Bird has caught wind of a mural on the side of a multi-family home in Indianapolis’ Fountain Square, one which depicts the basketball legend as a heavily tatted version of himself. The artwork was done by California-based street artist Jules Muck, who decided to take some creative liberties with Bird’s famous 1977 Sports Illustrated cover and add tattoos to the Indiana State star’s arms, face and neck.
Bird, of course, had no tattoos during his playing days with Indiana State or the Boston Celtics, and he’d like to keep it that way — even in fictitious portrayals. The 62-year-old enlisted his lawyer to help get the tattoos removed from the mural because he “doesn’t want to be seen as a tattooed guy,” according to his lawyer.
“Larry’s position is he has elevated himself from where he began to where he is now through a lot of hard work,” said his attorney, Gary Sallee, via the Indianapolis Star. “He has developed a brand that is marketable and needs to protect that brand. The mural, as originally painted, was a departure from that brand.”
Muck says she never meant to offend Bird but was just trying to add a unique twist to the iconic cover, making it a bit of her own.
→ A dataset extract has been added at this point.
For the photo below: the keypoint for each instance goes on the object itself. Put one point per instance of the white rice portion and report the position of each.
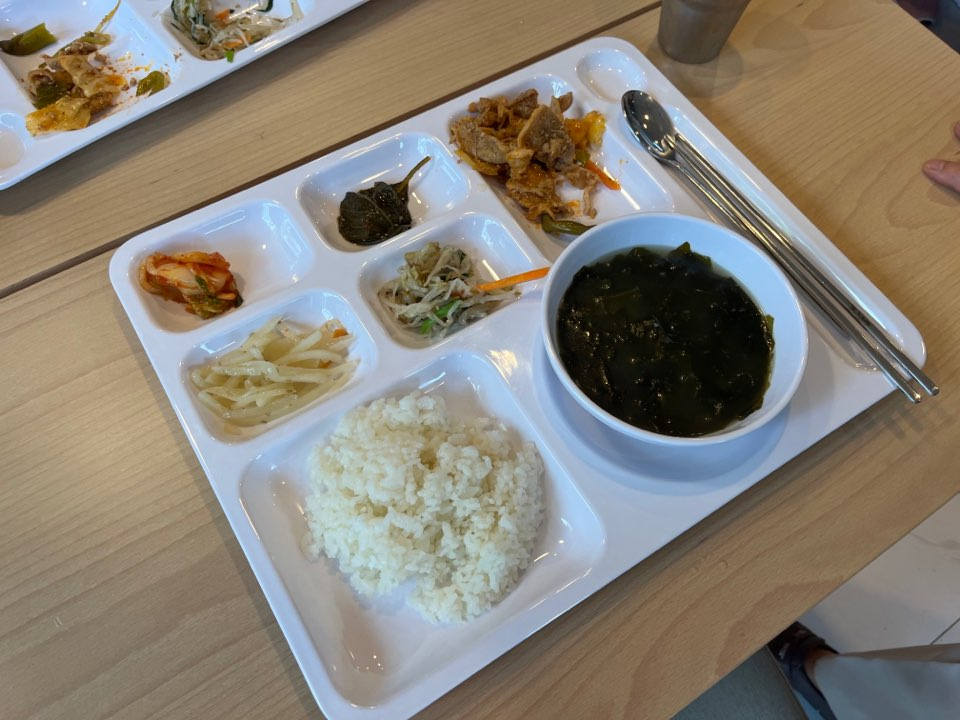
(402, 493)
She says she “wasn’t trying to make a prestigious, fancy piece” but rather just aimed to have some fun and make people laugh at the oddity.
Thankfully, there seems to be a resolution in the cards. According to Bird’s attorney, the two sides have reached an agreement that will ultimately see only one fake tattoo survive — the word “Indiana” on Bird’s forearm.
The only other solution would have been for Bird to actually get all those tattoos in order for the mural to be totally authentic.